Há muitas e muitas e muitas pessoas com essas características.
Percebemo-las tão logo abrem a boca, pela pobreza do seu
vocabulário. Ou então, pela utilização de palavras fora do devido
contexto, o que indica que as leram em algum texto qualquer, mas
passaram longe de entender o significado.
Estudos indicam que cerca de 65% das doenças que abarrotam
hospitais e consultórios médicos são de fundo psicossomático. Ou
seja – fugindo dos eufemismos e trocando em miúdos – são
“imaginárias”. Estivessem, essas pessoas, empenhadas em
atividades úteis e produtivas, não teriam tempo para essas
elucubrações negativas.
Boa parte dos medicamentos que os médicos receitam para esses
pacientes são placebos. Ou seja, são constituídos de substâncias
neutras, que nem beneficiam e nem prejudicam o organismo. E faz
sentido. Afinal, a origem dos seus males não está no corpo, mas em
suas cabeças desorientadas. Estas, portanto, é que têm que ser
tratadas.
Para sabermos muitas coisas, de fato, mas em profundidade e não
apenas de forma superficial, temos que vivê-las. Não importa que o
nosso trabalho seja considerado “menor”, desde que seja útil.
Quem pode afirmar, por exemplo, que a função do lixeiro não é
nobre?
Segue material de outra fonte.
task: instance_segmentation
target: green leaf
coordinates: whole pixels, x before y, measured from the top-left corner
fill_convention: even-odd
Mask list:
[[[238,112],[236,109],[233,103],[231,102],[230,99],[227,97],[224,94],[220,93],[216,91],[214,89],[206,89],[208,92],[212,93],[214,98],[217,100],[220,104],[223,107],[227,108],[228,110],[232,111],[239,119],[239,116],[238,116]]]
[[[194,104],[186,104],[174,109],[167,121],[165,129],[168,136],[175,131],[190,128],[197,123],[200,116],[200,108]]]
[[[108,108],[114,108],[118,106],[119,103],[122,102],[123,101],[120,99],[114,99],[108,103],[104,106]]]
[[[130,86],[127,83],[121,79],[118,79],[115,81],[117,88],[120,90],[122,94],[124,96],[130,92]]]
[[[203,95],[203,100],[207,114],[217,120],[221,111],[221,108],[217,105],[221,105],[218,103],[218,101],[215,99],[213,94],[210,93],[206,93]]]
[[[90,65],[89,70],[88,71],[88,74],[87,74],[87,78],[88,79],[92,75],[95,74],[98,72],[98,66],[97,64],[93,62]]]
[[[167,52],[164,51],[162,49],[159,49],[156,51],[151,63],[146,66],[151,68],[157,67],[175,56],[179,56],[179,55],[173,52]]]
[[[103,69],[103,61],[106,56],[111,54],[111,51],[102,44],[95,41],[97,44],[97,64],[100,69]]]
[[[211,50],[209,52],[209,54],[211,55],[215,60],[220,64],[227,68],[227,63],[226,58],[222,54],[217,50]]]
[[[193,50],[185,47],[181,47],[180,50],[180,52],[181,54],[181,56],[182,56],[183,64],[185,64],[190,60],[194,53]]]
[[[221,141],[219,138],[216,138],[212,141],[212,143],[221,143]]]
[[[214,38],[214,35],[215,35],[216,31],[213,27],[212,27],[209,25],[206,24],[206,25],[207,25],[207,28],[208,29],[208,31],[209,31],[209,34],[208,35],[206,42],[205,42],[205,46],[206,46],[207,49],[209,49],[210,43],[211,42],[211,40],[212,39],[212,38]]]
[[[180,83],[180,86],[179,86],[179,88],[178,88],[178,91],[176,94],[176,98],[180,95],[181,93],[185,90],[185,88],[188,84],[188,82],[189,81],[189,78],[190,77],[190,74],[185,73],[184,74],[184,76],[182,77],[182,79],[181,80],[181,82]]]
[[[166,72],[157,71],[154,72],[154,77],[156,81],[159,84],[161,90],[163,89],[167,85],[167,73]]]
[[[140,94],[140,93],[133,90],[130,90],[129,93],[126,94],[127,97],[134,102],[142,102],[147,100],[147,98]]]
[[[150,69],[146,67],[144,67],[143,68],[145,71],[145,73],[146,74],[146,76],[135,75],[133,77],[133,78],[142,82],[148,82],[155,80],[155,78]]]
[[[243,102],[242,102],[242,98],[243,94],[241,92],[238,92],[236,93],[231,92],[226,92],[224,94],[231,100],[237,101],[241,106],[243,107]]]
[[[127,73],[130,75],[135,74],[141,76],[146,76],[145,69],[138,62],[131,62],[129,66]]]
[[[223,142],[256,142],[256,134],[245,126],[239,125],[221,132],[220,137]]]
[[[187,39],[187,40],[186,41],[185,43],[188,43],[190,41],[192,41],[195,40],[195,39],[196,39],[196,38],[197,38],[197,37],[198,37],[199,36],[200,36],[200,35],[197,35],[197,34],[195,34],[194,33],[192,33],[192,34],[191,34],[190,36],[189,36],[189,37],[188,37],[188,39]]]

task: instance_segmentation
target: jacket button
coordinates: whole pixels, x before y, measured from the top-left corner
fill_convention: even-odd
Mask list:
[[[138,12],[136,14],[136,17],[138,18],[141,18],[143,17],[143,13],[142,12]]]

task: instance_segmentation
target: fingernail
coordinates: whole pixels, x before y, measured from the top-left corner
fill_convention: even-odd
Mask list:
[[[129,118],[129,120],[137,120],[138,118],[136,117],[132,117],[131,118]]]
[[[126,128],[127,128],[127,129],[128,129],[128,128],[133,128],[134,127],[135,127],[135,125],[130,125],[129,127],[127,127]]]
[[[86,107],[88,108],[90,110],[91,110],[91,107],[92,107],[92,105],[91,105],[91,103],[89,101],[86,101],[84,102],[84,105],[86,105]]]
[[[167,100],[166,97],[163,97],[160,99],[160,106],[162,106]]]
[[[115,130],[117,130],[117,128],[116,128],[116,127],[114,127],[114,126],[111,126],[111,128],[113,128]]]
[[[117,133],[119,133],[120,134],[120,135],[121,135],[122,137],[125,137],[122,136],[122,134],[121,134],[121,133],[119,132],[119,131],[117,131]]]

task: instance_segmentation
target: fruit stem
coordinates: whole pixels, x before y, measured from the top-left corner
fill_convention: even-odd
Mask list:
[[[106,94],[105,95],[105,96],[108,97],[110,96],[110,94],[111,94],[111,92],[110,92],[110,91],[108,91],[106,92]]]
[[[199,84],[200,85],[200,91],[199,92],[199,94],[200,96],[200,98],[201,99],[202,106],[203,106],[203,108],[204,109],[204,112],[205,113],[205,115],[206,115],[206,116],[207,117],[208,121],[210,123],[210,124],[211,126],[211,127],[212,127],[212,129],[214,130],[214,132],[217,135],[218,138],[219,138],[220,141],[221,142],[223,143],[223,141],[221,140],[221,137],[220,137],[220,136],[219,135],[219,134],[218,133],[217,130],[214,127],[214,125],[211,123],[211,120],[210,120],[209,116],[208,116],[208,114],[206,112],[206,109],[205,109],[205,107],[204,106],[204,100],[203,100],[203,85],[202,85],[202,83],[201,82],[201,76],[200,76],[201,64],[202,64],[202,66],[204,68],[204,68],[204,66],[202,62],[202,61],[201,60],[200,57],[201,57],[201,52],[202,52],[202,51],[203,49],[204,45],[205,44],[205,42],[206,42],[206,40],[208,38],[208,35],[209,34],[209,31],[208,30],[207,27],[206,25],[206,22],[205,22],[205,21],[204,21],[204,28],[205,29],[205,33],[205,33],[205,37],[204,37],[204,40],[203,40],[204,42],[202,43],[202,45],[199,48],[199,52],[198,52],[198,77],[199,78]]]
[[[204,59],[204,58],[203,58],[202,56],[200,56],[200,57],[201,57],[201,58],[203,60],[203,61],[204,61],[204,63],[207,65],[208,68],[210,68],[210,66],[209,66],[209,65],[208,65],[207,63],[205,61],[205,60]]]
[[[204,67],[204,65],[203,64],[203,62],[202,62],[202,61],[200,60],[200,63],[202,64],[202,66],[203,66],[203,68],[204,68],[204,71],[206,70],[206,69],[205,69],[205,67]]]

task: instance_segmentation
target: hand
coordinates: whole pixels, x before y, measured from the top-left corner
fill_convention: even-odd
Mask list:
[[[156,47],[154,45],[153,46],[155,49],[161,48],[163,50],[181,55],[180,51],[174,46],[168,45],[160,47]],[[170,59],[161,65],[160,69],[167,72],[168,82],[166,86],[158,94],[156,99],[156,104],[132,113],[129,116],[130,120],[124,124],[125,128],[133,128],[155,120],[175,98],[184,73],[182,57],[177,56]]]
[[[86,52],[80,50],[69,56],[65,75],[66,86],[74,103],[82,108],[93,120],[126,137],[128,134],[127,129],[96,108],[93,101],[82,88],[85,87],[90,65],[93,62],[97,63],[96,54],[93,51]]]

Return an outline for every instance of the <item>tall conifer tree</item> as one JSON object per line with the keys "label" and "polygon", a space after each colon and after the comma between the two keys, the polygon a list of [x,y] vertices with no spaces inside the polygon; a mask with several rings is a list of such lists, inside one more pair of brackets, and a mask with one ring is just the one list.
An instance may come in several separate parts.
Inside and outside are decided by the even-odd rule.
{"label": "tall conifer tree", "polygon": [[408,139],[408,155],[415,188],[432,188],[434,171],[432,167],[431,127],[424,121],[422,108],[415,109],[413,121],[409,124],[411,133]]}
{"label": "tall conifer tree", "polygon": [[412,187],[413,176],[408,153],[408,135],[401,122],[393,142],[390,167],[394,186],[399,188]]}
Deixe uma cidade sem ele para ver o que acontece!
Portanto, meu jovem amigo, siga os conselhos de Emerson, que sabia o
que dizia. “Gaste” bem os seus anos, de forma proveitosa e
coerente, para não se arrepender quando eles estiverem próximos de
se esgotar. E faça da vida, desta mestra infalível e justa, o seu
mais erudito e mais completo dicionário.